I prefer using the word conscious..lol Regeneration comes without any consciousness on man's part. We are not even aware of it. faith, repentance, sanctification, and glorification, man is conscious of this operation.


----------



## TeachingTulip (Jan 13, 2010)

KMK said:


> TeachingTulip said:
> 
> 
> > rbcbob said:
> ...




"We" can, indeed! 

For example, I believe that even though faith is a gift and repentance is granted by God, a believer's faith and repentance are manifested through his very actions.


----------



## cih1355 (Jan 20, 2010)

Salvation is a broad term that includes election, effectual calling, regeneration, conversion, justification, adoption, sanctification, glorification, and so on. Salvation has different aspects. 

Being born again is the same as regeneration, which has to do with the creation of new life.


----------



## etexas (Jan 20, 2010)

I do not have an "issue" using born again.....AS LONG as the proper context is used.
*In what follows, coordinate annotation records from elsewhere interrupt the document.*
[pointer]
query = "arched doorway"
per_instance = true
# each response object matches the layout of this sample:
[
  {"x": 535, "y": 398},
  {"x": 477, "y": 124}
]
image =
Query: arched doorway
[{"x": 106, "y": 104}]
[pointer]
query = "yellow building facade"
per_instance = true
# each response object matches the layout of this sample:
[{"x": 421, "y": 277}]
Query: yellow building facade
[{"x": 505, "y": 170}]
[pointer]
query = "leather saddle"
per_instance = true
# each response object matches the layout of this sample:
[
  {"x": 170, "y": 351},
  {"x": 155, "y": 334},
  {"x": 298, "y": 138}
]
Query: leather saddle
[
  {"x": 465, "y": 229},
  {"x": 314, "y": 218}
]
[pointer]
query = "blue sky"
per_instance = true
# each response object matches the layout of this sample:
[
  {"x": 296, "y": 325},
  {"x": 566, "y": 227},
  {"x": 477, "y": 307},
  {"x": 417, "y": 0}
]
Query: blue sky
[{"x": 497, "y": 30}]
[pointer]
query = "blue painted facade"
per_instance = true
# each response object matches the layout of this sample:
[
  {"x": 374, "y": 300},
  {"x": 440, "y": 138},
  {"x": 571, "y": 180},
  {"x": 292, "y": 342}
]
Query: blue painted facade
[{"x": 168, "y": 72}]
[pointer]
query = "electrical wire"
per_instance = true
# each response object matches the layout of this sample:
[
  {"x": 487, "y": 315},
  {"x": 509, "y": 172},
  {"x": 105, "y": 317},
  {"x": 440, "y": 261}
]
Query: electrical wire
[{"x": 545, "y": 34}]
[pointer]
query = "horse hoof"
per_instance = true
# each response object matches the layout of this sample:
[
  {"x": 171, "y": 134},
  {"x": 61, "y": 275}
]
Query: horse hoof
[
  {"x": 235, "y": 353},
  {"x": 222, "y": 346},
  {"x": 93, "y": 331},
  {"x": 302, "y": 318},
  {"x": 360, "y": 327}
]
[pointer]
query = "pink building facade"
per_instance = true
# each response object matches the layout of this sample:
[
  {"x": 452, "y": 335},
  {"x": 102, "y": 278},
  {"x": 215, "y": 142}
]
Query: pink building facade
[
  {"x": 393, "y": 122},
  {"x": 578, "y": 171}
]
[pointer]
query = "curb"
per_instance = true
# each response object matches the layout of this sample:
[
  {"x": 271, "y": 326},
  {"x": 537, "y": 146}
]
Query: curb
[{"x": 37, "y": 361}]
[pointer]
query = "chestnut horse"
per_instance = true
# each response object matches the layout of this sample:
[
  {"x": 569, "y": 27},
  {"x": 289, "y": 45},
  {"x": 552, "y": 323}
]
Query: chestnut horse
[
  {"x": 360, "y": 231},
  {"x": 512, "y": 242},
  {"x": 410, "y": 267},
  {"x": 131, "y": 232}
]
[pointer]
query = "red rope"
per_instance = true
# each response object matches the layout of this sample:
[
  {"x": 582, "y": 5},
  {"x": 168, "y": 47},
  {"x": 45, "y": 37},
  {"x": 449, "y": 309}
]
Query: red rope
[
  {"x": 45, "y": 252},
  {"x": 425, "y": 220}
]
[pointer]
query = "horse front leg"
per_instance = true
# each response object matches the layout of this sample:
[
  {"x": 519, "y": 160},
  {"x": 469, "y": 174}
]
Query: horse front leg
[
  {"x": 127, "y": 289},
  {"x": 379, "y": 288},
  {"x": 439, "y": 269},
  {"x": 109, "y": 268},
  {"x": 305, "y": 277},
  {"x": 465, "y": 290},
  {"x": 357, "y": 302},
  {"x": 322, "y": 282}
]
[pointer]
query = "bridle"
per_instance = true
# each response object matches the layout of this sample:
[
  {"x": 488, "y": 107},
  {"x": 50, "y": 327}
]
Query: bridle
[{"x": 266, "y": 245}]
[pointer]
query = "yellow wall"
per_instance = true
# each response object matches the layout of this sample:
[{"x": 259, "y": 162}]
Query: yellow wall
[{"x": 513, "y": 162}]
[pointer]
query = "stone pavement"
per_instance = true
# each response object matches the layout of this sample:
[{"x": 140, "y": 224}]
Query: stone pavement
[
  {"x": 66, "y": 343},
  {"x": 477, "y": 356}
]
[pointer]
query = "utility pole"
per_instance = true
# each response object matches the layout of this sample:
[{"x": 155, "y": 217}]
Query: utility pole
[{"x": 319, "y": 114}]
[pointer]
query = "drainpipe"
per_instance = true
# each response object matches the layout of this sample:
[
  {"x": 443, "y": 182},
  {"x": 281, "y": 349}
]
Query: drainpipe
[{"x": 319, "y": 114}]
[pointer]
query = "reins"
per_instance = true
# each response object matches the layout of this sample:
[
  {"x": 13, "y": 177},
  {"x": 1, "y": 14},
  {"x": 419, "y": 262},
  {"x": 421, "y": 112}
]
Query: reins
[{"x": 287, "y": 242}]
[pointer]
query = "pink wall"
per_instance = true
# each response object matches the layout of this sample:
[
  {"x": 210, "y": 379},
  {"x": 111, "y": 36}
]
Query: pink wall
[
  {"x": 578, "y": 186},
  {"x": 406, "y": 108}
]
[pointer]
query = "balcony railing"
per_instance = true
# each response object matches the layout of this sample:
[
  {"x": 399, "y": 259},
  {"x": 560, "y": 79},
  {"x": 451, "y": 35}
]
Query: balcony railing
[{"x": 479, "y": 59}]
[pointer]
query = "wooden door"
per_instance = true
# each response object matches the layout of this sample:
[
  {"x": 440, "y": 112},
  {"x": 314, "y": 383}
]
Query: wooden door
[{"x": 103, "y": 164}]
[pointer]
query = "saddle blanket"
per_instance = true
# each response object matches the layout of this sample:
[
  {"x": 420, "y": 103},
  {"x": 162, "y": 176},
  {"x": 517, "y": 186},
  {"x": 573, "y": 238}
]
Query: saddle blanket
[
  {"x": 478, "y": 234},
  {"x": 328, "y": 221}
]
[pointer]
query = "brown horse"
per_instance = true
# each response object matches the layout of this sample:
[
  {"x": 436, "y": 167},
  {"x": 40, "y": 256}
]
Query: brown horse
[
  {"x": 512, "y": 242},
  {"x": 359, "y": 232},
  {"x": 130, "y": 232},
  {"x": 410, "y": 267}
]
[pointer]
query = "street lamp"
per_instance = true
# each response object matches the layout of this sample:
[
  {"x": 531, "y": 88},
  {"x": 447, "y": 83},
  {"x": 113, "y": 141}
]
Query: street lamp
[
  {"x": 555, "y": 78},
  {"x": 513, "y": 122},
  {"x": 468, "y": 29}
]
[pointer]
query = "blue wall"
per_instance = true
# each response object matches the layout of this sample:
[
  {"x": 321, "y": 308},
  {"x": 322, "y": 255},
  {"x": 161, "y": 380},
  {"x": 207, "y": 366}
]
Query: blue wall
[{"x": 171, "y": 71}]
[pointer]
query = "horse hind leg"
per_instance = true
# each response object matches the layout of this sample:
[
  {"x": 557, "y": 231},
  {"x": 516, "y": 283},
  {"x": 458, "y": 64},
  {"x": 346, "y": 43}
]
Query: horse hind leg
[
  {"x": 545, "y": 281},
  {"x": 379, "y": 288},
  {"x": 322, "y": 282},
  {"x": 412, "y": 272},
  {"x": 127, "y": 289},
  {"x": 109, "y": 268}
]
If a fellow Reformed Christian who was solid in grasping a solid Biblical based understanding at "worst" I would simply view it as "short-hand", on the flip................if someone were hazy on the idea, I might ask for clarification. To me it would be the "context".


----------



## dudley (Feb 13, 2010)

*I believe one must be born again first*

Therefore, if anyone is in Christ, he is a new creation; old things have passed away; behold, all things have become new.

II Cor. 5: 17

My conversion was being born again and regenerated. When I accepted Christ alone as my savior and believed that His Redemptive act on Calvary alone would save my sinful natured self, I was born again and regenerated. There was nothing I could do to save myself. I believe I was saved when I made a public confession of faith as a Reformed Protestant in the Presbyterian church. 

Thus I believe being saved and being born again coincide with each other, but I believe one needs to be born again first than by professing faith in Christ alone one is saved.


----------